Part 6: Applied AI Projects
The final part of the book presents three self-contained projects that put earlier techniques to work on practical problems. Each chapter stands alone — you can read them in any order — but together they demonstrate the range of what Swift can do when you combine modern concurrency, Foundation networking, and a little AI thinking.
We begin with the Knowledge Base Navigator, a modern reimagining of the classic Knowledge Graph Navigator (KGN) from my earlier books. Instead of wiring symbolic NLP to raw SPARQL queries, this version delegates everything to Google’s Gemini API in a two-stage pipeline: the LLM first extracts and disambiguates entities from natural-language input, then retrieves detailed encyclopedic facts and analyzes relationships between the entities you select. The result is an interactive command-line tool built entirely with URLSession, Codable, and Swift Concurrency — zero external dependencies — that lets you explore any topic conversationally.
The Anomaly Detection chapter implements a Gaussian anomaly detection model trained on the University of Wisconsin Breast Cancer dataset. The algorithm fits a per-feature Gaussian distribution to “normal” training examples, tunes an epsilon threshold against a cross-validation set, and evaluates precision, recall, and F1 on held-out test data. This chapter highlights an important real-world scenario: when anomalies are rare and your training data is heavily unbalanced, anomaly detection outperforms standard supervised classification. The Swift implementation includes log-transform preprocessing to push features toward Gaussian distributions and ASCII histogram visualization for exploratory data analysis.

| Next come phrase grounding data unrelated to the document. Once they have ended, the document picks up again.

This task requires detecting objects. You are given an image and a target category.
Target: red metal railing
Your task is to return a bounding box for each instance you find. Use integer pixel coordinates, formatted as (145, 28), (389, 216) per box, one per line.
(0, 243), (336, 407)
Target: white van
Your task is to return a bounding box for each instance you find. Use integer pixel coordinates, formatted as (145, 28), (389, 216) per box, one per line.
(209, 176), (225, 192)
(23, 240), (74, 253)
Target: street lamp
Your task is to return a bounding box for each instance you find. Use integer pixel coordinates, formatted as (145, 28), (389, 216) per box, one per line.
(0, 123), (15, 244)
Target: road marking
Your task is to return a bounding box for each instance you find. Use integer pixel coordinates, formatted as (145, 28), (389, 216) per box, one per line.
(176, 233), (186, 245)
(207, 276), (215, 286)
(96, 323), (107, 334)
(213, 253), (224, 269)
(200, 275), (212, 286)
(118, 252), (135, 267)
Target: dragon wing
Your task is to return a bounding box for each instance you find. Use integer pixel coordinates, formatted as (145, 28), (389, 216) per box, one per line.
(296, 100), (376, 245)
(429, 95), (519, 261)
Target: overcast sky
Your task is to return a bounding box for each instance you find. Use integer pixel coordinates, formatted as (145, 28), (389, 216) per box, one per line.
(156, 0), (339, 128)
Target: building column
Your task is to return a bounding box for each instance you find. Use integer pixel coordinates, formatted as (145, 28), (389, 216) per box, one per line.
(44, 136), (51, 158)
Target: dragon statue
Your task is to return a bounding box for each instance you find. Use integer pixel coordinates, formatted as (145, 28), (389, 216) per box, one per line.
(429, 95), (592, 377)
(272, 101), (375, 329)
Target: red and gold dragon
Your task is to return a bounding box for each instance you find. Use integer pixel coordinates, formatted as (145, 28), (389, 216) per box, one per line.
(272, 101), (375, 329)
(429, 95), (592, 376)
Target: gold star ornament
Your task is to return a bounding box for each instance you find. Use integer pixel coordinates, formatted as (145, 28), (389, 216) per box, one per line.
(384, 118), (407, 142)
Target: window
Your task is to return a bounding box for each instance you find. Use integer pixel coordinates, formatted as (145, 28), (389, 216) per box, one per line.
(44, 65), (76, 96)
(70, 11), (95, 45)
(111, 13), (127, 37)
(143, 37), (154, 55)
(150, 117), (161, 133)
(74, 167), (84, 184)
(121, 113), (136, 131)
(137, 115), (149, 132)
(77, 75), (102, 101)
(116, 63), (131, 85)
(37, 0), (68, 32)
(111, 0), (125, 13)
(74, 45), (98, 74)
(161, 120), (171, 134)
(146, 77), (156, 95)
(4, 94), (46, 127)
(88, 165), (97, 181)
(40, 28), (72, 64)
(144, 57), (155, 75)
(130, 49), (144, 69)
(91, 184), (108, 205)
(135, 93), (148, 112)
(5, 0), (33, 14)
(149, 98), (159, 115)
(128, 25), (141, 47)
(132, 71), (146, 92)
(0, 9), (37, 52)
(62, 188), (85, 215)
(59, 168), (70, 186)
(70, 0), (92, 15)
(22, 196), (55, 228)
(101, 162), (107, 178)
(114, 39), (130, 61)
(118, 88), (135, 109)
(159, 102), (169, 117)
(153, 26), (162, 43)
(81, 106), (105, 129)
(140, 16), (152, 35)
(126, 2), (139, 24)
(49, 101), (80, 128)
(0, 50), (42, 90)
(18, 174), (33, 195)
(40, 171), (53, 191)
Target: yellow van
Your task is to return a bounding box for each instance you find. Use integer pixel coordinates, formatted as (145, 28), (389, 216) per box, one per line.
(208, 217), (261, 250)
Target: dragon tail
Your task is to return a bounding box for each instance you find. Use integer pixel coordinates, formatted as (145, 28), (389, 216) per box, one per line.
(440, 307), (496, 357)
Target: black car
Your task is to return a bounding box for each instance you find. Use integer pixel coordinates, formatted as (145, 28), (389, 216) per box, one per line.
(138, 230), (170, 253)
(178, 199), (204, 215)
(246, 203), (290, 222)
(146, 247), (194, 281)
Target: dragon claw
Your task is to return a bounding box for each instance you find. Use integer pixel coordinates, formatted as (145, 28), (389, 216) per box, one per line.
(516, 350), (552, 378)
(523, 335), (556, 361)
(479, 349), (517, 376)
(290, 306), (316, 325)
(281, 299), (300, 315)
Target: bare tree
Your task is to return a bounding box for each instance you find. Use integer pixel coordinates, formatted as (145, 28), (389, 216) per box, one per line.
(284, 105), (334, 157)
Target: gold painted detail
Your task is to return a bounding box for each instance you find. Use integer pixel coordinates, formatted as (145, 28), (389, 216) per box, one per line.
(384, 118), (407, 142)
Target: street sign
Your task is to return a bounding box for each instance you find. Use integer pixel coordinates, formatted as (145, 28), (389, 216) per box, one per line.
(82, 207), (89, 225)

Part 6 concludes with AutoContext, which tackles the problem of using small, local LLMs with limited context windows on large document collections. It implements a hybrid retrieval system that combines BM25 (lexical/keyword search) with vector similarity (semantic search using Gemini embeddings) to identify the most relevant text chunks for any query. The results are merged, deduplicated, and formatted into a compact, targeted prompt ready for any LLM. This is the same Retrieval-Augmented Generation pattern we saw earlier in the book, but with a self-contained BM25 implementation and a focus on generating prompts rather than directly querying a model — making it compatible with any backend, from a local Ollama model to a large cloud service.
By the end of Part 6 you will have built an AI-powered knowledge exploration tool, implemented a classical machine learning algorithm from scratch, and constructed a hybrid retrieval pipeline that bridges the gap between large document collections and small-context language models.